Some of us are stuck trying to turn. We can’t figure out how to make that work. It’s not that we’ve been hit by a car… we’ve been hit by a covenant. Moses chiseled the commands of God – what Paul called the ministry of death – into stone. And that stone is killing us. At least, it’s causing us to be bound to one place; one way of seeing, one way of knowing, one way of experiencing life, faith, hope, love, the future. We are so used to being ruled by rules, so used to desert dwelling, that we can only see God’s glory reflected in others’ faces, and not our own.’
The prophet Jeremiah spoke this wonderful promise into the world, long ago:
“The days are surely coming, says the Lord, when I will make a new covenant with the house of Israel and the house of Judah. It will not be like the covenant that I made with their ancestors when I took them by the hand to bring them out of the land of Egypt—a covenant that they broke, though I was their husband, says the Lord. But this is the covenant that I will make with the house of Israel after those days, says the Lord: I will put my law within them, and I will write it on their hearts; and I will be their God, and they shall be my people. No longer shall they teach one another, or say to each other, ‘Know the Lord’, for they shall all know me, from the least of them to the greatest, says the Lord; for I will forgive their iniquity, and remember their sin no more.” Jeremiah 31:31-34
God calls himself the husband… not the master, not the leader, but puts himself in a relationship of intimacy with his people. And where does he write the law? Not in stone, but in their hearts. It’s a law of love… love made flesh. Law meant to be lived in love. And how did he do this? Through the life and example of Christ.

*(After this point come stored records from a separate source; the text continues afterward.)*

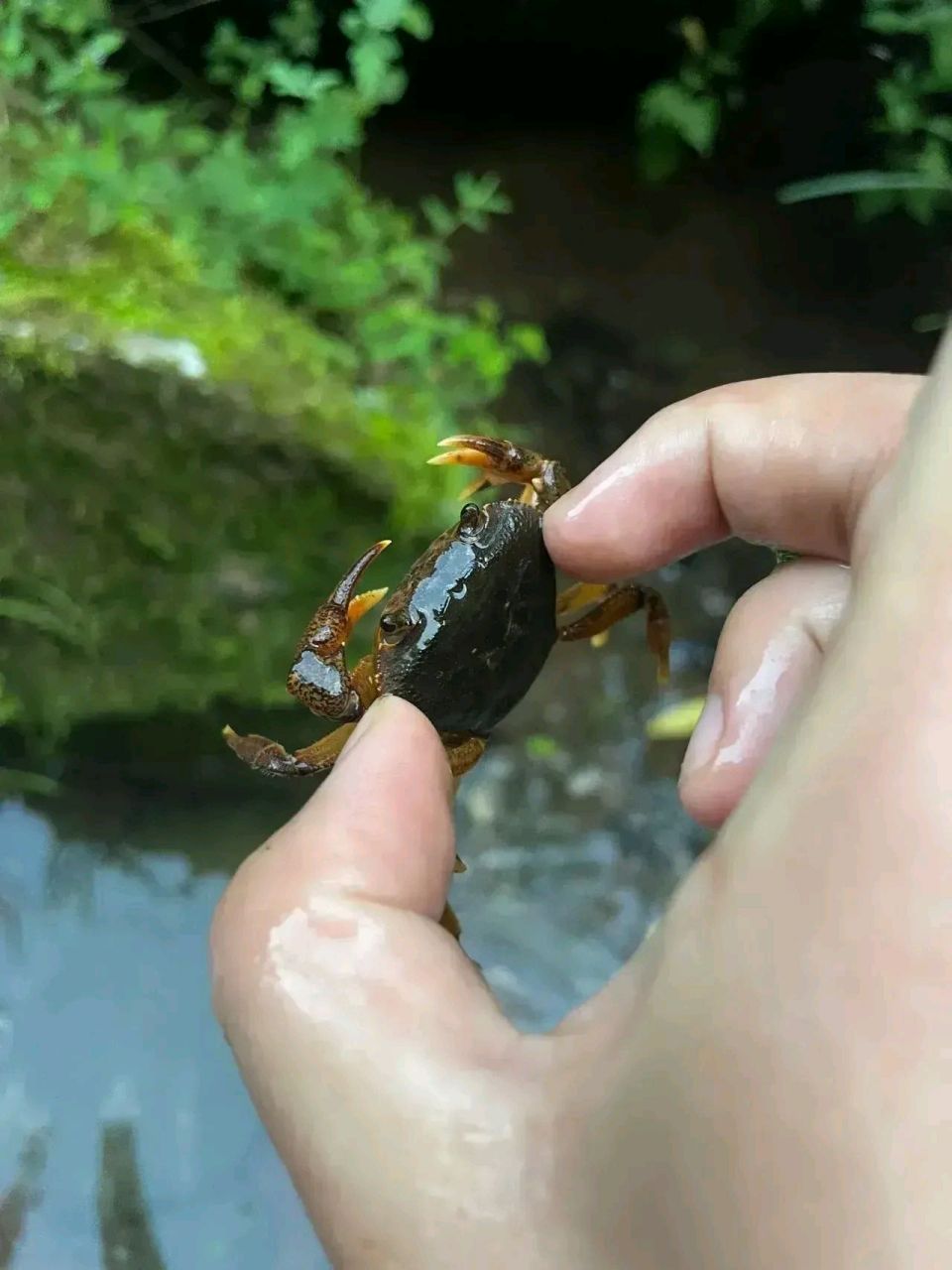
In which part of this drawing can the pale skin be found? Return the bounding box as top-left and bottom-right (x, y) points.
(212, 329), (952, 1270)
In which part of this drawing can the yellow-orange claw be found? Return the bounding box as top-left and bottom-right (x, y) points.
(426, 433), (526, 480)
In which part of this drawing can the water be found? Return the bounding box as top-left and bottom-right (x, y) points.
(0, 551), (724, 1270)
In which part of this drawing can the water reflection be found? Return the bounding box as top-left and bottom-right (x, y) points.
(0, 548), (736, 1270)
(0, 803), (320, 1270)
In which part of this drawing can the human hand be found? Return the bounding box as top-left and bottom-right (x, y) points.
(213, 349), (952, 1270)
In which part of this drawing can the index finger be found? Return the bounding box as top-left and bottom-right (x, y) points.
(544, 373), (923, 580)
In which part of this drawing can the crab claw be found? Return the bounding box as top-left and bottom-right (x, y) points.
(222, 725), (313, 776)
(298, 539), (391, 659)
(426, 433), (568, 507)
(287, 539), (390, 722)
(426, 435), (533, 485)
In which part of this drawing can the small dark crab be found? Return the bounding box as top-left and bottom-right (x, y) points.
(225, 437), (670, 934)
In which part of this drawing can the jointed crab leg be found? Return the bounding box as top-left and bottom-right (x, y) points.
(223, 722), (357, 776)
(427, 435), (570, 511)
(556, 581), (671, 684)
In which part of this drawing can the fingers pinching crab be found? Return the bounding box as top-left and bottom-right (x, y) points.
(225, 436), (670, 935)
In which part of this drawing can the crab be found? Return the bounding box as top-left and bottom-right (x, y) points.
(225, 436), (670, 936)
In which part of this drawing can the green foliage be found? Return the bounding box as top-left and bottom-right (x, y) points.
(780, 0), (952, 223)
(639, 0), (952, 222)
(638, 0), (821, 181)
(0, 0), (544, 733)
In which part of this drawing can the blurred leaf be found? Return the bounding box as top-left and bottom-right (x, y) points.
(776, 172), (952, 203)
(640, 80), (721, 155)
(645, 698), (706, 740)
(0, 767), (60, 798)
(526, 733), (561, 759)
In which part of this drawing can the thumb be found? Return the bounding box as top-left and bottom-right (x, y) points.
(212, 698), (512, 1265)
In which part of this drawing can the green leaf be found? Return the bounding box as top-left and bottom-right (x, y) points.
(776, 172), (952, 203)
(420, 196), (459, 237)
(0, 767), (59, 798)
(640, 80), (721, 155)
(268, 60), (341, 101)
(525, 733), (562, 761)
(507, 322), (548, 362)
(0, 595), (85, 647)
(359, 0), (407, 31)
(400, 0), (432, 40)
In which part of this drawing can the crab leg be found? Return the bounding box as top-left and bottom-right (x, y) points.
(427, 435), (570, 511)
(222, 722), (357, 776)
(556, 581), (671, 684)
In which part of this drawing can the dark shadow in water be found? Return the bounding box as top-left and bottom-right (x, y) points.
(96, 1120), (165, 1270)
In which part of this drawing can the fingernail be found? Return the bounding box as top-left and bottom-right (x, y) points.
(679, 693), (724, 781)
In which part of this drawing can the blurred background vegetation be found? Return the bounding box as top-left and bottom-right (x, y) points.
(0, 0), (952, 742)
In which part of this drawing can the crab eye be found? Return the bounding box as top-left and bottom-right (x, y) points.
(459, 503), (482, 534)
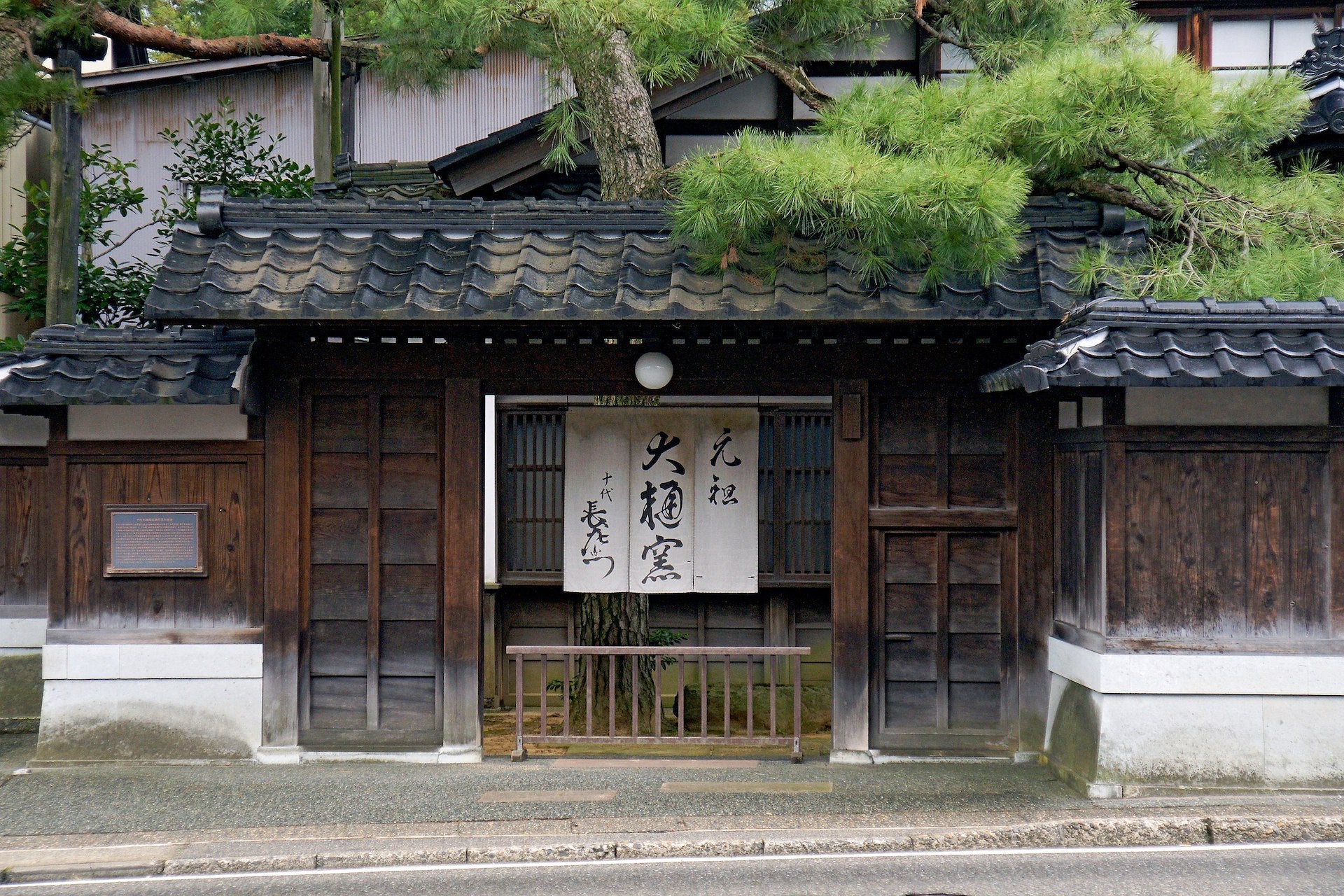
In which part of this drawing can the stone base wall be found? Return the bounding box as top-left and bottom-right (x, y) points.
(36, 645), (262, 763)
(1046, 638), (1344, 798)
(0, 618), (47, 734)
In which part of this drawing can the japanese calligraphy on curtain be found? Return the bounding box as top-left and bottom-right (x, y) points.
(564, 407), (760, 594)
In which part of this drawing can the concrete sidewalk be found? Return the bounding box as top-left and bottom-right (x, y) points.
(0, 743), (1344, 883)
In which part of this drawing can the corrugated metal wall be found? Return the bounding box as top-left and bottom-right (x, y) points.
(355, 52), (551, 161)
(83, 63), (313, 262)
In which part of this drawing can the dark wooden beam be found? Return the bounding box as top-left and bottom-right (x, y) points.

Jesus invited us to love each other, but some of us forget that he also asked us to love ourselves. To remember that God loves us, and forgives us, and we are freed to forgive ourselves. That God transforms us, and sees us as transformed, and that when God sees us, God sees God’s love in us. This is why Quakers believe that there is ‘that of God’ in each person… we have found it true in our own, individual lives. If it is true in me, it is true in you. And if it is true in you and me, it is true in each and every person. But you don’t see this, unless you turn…
‘Now the Lord is Spirit, and where the Spirit of the Lord is, there is freedom. And all of us, with unveiled faces (because we have turned to the Lord) seeing the glory of the Lord as though reflected in a mirror, are being transformed into the same image from one degree of glory to another; for this comes from the Lord, the Spirit.’ When we look in a mirror, we no longer see ourselves… we see transformation. We see law turned into love. We see God’s glory. We see God’s Spirit. We see one another being transformed into the image of God’s glory. ‘Oh say, can you see?’